A veteran former councillor, schoolteacher and trade unionist – who proudly wore his moniker as an 'old lefty' – has been remembered for his lifetime of service to local politics, after his death at the age of 83.

Tributes have been paid to former Great Cornard and Sudbury councillor Mick Cornish, who died on Tuesday, December 22.

Born and raised in Suffolk, Mr Cornish was first elected to Great Cornard Parish Council in 1961 and the now-defunct West Suffolk County Council in 1964, later also serving on the unified county authority.

Former Great Cornard parish council chairman Mick Cornish.
Former Great Cornard parish council chairman Mick Cornish.

He served multiple tenures as parish council chairman over several decades, and notably spearheaded the creation of Great Cornard Country Park in 1986 – an achievement he described in 2017 as his most memorable moment on the council.

While part of the county council, Mr Cornish had led the Labour Group and heavily focused on education, having worked as a history teacher at Sudbury High School for Girls, and the head of history and French at Manningtree County Secondary School.

Great Cornard councillor Tony Bavington, who first met Mr Cornish in 1982, said he regarded him as a "political mentor".

In 2015, he accompanied Mr Cornish to the Eastern Region Labour Party conference, where he received a long service award, in recognition of more than 50 years of party membership, from current Shadow Health Secretary, Jonathan Ashworth.

"Mick was the person who recruited me into the Labour Party," Mr Bavington told the Free Press. "If it hadn't been for him and working with him, I probably wouldn't have done as much as I have as a councillor.
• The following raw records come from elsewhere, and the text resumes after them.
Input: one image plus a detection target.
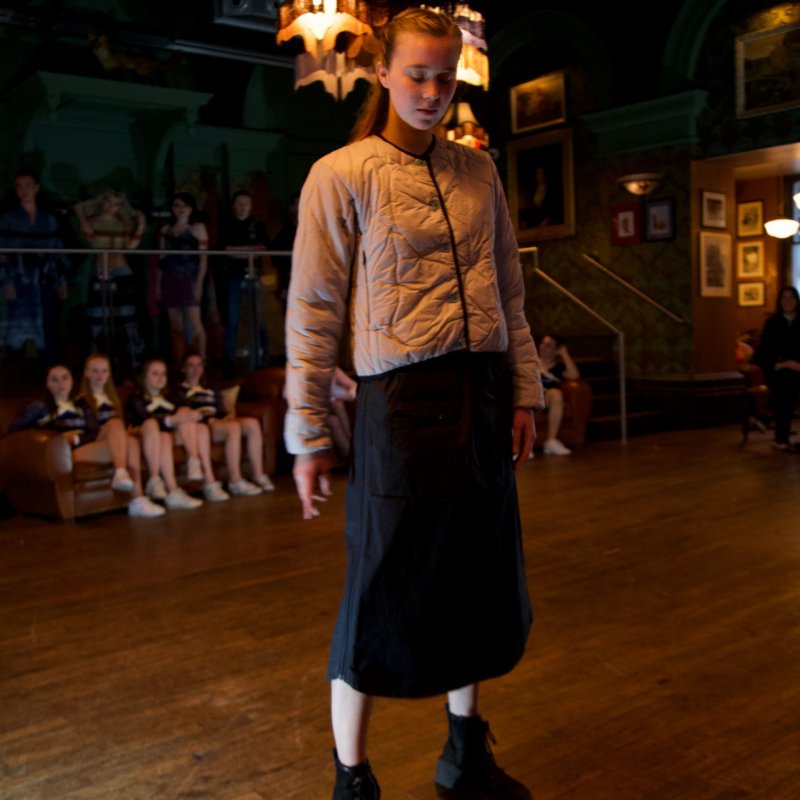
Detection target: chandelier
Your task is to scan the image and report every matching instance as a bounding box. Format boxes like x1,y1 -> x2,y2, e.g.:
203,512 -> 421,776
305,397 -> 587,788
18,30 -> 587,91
276,0 -> 388,100
276,0 -> 489,100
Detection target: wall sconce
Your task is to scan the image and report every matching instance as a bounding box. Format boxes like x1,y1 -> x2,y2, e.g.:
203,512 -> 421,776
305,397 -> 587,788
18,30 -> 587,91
617,172 -> 664,197
764,217 -> 800,239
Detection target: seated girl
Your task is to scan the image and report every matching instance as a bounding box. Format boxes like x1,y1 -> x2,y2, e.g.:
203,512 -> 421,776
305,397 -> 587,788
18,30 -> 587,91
9,364 -> 164,517
531,336 -> 581,456
125,359 -> 214,508
80,353 -> 164,517
173,351 -> 275,495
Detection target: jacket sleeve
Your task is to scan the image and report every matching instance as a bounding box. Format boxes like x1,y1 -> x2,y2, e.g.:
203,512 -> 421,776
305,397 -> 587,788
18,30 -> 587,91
492,164 -> 544,409
284,161 -> 357,454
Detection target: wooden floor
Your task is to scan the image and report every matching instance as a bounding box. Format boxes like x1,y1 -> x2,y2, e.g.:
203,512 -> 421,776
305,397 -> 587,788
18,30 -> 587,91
0,428 -> 800,800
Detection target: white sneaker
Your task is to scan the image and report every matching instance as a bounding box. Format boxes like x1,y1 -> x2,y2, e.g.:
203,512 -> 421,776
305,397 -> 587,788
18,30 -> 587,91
228,478 -> 261,497
253,475 -> 275,492
111,467 -> 133,493
128,495 -> 167,517
164,488 -> 203,508
544,439 -> 572,456
203,481 -> 230,503
144,475 -> 167,500
186,458 -> 203,481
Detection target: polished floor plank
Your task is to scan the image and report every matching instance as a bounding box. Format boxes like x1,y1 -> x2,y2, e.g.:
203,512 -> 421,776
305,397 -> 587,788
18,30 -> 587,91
0,428 -> 800,800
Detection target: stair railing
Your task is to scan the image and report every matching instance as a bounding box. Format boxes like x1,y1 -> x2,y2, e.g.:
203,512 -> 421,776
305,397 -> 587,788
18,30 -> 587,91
583,253 -> 688,325
519,247 -> 628,443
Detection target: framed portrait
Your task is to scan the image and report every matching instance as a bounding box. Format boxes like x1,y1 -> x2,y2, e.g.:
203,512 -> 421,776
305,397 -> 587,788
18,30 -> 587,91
511,72 -> 566,133
736,22 -> 800,117
736,242 -> 764,278
736,200 -> 764,236
642,198 -> 675,242
700,191 -> 728,228
611,203 -> 641,244
739,281 -> 764,306
700,231 -> 731,297
508,128 -> 575,243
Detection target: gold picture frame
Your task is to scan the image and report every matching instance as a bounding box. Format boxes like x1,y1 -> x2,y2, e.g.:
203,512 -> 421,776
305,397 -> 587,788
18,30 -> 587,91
511,72 -> 567,133
508,128 -> 575,244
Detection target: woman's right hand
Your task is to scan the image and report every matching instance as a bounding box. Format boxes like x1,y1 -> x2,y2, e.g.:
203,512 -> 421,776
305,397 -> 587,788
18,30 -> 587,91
292,450 -> 333,519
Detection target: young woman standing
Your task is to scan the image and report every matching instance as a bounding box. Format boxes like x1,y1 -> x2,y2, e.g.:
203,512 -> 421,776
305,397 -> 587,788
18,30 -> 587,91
285,9 -> 542,800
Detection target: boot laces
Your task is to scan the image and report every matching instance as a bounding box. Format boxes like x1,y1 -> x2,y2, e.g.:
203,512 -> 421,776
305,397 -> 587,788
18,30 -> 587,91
353,772 -> 380,800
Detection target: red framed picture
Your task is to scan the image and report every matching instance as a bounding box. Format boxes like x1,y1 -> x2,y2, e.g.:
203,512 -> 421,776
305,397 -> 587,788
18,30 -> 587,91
611,203 -> 641,244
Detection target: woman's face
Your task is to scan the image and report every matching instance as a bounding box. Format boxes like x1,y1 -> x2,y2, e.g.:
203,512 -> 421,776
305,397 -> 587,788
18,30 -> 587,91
45,366 -> 72,403
781,289 -> 797,314
377,33 -> 461,131
144,361 -> 167,394
183,356 -> 203,386
83,358 -> 111,394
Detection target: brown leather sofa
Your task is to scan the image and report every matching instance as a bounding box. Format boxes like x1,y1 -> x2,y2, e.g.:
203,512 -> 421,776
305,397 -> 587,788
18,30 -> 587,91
0,384 -> 276,520
534,378 -> 592,448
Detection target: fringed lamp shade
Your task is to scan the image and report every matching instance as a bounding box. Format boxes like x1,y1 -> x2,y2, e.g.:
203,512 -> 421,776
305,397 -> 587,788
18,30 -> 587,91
276,0 -> 387,100
453,3 -> 489,90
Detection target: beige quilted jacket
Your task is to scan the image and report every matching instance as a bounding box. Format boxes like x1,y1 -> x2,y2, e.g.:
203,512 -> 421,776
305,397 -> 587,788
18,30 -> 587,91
285,136 -> 542,453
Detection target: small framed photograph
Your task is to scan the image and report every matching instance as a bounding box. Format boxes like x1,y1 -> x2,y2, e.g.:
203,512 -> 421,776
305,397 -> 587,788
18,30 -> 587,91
739,281 -> 764,306
736,200 -> 764,236
644,198 -> 675,242
700,231 -> 731,297
611,203 -> 641,244
736,242 -> 764,278
507,128 -> 575,243
700,191 -> 728,229
511,72 -> 567,133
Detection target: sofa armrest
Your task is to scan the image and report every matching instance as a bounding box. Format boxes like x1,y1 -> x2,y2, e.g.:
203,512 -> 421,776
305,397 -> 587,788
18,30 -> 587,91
236,400 -> 281,475
0,430 -> 72,483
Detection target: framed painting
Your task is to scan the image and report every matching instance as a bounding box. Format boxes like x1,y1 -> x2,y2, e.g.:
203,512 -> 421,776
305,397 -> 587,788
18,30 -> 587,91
511,72 -> 566,133
736,22 -> 800,117
643,198 -> 675,242
739,281 -> 764,306
736,242 -> 764,278
700,191 -> 728,229
611,203 -> 641,244
508,128 -> 575,243
736,200 -> 764,236
700,231 -> 731,297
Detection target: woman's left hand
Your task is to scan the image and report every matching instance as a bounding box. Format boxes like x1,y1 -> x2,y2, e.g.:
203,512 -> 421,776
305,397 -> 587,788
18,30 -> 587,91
511,408 -> 536,469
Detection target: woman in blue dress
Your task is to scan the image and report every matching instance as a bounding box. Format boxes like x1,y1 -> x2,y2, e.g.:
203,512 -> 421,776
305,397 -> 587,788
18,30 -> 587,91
156,192 -> 208,364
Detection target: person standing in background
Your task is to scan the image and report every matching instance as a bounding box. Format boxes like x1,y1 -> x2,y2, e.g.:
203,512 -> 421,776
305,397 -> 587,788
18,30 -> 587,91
215,189 -> 269,375
284,8 -> 543,800
0,170 -> 70,363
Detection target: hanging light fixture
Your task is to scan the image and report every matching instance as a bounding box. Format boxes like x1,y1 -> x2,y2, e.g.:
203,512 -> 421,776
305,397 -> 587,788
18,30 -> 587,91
764,182 -> 800,239
276,0 -> 387,100
764,217 -> 800,239
433,3 -> 489,150
617,172 -> 664,197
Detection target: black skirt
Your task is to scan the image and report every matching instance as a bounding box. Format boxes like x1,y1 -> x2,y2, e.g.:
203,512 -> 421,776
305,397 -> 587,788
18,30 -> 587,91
328,353 -> 532,697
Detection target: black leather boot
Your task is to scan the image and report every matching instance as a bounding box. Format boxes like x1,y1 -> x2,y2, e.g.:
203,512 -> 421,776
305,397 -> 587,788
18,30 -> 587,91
436,707 -> 533,800
333,749 -> 381,800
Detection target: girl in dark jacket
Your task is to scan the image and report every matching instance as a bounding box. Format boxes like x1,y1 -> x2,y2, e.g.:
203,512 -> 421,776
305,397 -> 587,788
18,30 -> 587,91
757,286 -> 800,450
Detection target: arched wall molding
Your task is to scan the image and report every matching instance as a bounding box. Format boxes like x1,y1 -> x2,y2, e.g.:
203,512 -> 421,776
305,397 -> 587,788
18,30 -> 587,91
489,10 -> 613,104
661,0 -> 726,93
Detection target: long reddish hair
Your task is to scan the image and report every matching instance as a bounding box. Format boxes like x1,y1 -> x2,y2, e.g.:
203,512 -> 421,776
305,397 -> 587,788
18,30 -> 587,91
350,8 -> 461,142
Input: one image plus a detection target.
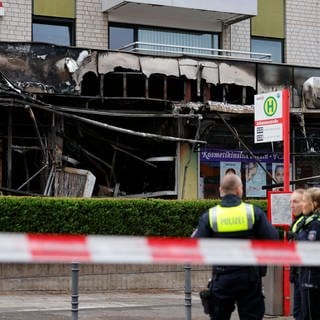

"I regarded him as kind of a mentor. I didn't agree with him on absolutely everything, but his view of how to do politics really shaped mine."

During his time with the Labour Party, Mr Cornish stood in five UK general elections in the 1960s and 1970s, and ran for European Parliament in 1989.

He moved with his wife Babs to Merseyside later that same year, after spells with the Fabian Society and running his own company, Anglia Advertising Agency.

While living there in the 1990s, Mr Cornish experienced local government from another perspective, as clerk to Knowsley Parish Council and secretary to the Merseyside Association of Local Councils (Malc), before returning to Great Cornard.

Throughout his life, he was an active trade unionist throughout his life, with involvement in the National Union of Teachers (NUT), as well as chairing the Sudbury and District branch of the Transport and General Workers Union (TGWU) for many years.

He also had a prolific role in the Co-op, as a a member, director and vice-president of the Halstead Co-op in Essex between 1960 and 1975, and later as a director of the East of England Co-op.

"When he won his parish council seat back in 2011, a long-standing Tory opponent called Mick an 'old lefty'. He was pleased to be so described.

"I am shocked and saddened by his death. We may not see his like again."